Critique de livre
Critique de Les Miserables
Cette critique de Les Misérables explore le vaste roman social de Hugo, où le renouvellement moral de Valjean affronte la loi, la pauvreté, la révolution et la mémoire publique.
- Auteur
- Victor Hugo
- Première publication
- 1862
Voir la source
https://openlibrary.org/works/OL1063588Wcritique de Les Miserables : la miséricorde contre un système de punition permanente
Cette critique de Les Miserables aborde le roman social de 1862 de Victor Hugo comme un affrontement entre le changement moral et les institutions qui refusent de le reconnaître. Jean Valjean quitte la prison après dix-neuf années, dont quatorze ajoutées à sa peine initiale pour ses tentatives d’évasion après le vol d’un pain. Le passeport jaune qui le signale comme ancien forçat transforme sa libération en exclusion durable. Lorsque l’évêque Myriel répond au vol de son argenterie commis par Valjean par la protection et un cadeau supplémentaire, la miséricorde devient un événement qui exige une autre vie plutôt qu’un apaisement sentimental.
À partir de cette rencontre, le récit s’étend sur des décennies et des mondes sociaux variés. Valjean devient un fabricant prospère et un maire sous un autre nom, manque à son devoir envers Fantine avant d’essayer de la protéger, sauve Cosette des Thénardier, se cache de l’inspecteur Javert et finit par risquer sa vie pour Marius lors du soulèvement parisien de juin 1832. Autour de lui, Hugo construit des récits de travail, de sexe, d’enfance, de famille, de crime, d’idéalisme politique et de pauvreté urbaine.
L’ampleur fait partie de l’argument. Hugo ne demande pas seulement si un seul homme peut devenir bon. Il demande ce que la bonté peut accomplir à l’intérieur de systèmes qui reproduisent la souffrance : droit pénal, travail punitif, pauvreté sexuée, tutelle exploitante, stigmatisation sociale et exclusion politique. Les énormes digressions du livre peuvent interrompre le suspense, mais elles empêchent aussi les lecteurs de traiter l’injustice comme le produit de quelques individus cruels.

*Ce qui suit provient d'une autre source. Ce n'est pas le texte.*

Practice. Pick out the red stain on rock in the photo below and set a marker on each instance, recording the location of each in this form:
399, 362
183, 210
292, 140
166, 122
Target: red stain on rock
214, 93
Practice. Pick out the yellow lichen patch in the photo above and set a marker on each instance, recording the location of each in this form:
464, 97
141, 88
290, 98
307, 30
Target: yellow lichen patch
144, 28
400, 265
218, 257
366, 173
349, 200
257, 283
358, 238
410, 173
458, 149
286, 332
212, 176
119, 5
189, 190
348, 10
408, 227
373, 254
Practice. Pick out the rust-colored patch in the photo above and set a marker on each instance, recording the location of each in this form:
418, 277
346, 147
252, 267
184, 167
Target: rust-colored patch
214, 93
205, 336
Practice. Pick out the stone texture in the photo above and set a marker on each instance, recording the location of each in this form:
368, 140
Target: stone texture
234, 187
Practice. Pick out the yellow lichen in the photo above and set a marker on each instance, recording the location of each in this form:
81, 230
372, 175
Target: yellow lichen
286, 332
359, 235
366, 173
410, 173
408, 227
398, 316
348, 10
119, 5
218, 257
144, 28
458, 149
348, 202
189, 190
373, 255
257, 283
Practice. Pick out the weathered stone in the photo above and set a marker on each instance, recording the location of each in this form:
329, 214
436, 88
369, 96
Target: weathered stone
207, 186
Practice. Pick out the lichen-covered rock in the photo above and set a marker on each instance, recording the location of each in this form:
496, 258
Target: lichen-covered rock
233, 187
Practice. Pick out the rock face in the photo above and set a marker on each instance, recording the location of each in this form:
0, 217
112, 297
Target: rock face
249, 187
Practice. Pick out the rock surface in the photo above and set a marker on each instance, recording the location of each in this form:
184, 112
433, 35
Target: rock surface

L’évêque Myriel et le difficile début du changement moral
L’acte de l’évêque est célèbre parce qu’il rompt la séquence attendue du crime, de l’accusation et de la punition recommencée. Il dit à la police que l’argent a été donné et ajoute les chandeliers que Valjean a oubliés. Cette intervention sauve Valjean d’un retour immédiat en prison, mais sa force profonde tient à l’obligation morale qu’elle crée. L’évêque le traite comme capable d’un avenir que le système juridique a déclaré impossible.
Hugo ne rend pas la transformation instantanée. Valjean prend bientôt une pièce à l’enfant Petit Gervais, puis comprend seulement après coup ce qu’il a fait. Cet épisode compte car il empêche la grâce de fonctionner comme un enchantement. Des années de dégradation ont façonné des réflexes qu’un seul geste généreux ne peut effacer. Le changement moral commence quand Valjean reconnaît ces réflexes comme sa propre responsabilité plutôt que comme le simple effet de la prison.
Le langage religieux du roman est explicite, mais sa méthode éthique dépasse la doctrine. La miséricorde a de la valeur parce qu’elle interrompt l’identité figée. L’évêque ne nie pas le vol ; il refuse que le vol définisse la personne entière. Chaque intrigue ultérieure de Valjean teste s’il peut étendre ce principe aux autres tout en acceptant les risques que cela lui impose.
Monsieur Madeleine, Fantine et le coût d’une responsabilité partagée
Sous le nom de Monsieur Madeleine, Valjean crée une entreprise prospère et devient maire. Sa réussite témoigne d’une réparation sociale réelle : le travail et la direction municipale améliorent d’autres vies. Pourtant, la nouvelle identité reste vulnérable, et sa fonction ne protège pas tout le monde au sein du système qu’il administre. Fantine est renvoyée de son usine après la découverte de sa maternité cachée, par une décision prise sans sa connaissance mais sous son autorité.
La déchéance de Fantine relie le jugement socialement respectable à la catastrophe matérielle. Elle nourrit Cosette, exploitée par les Thénardier, et perd sa sécurité à mesure que son corps devient la seule ressource disponible. La narration de Hugo est compatissante et politiquement directe, bien que Fantine soit souvent présentée comme exemplaire par la souffrance plutôt que dotée de la largeur d’action accordée aux personnages masculins.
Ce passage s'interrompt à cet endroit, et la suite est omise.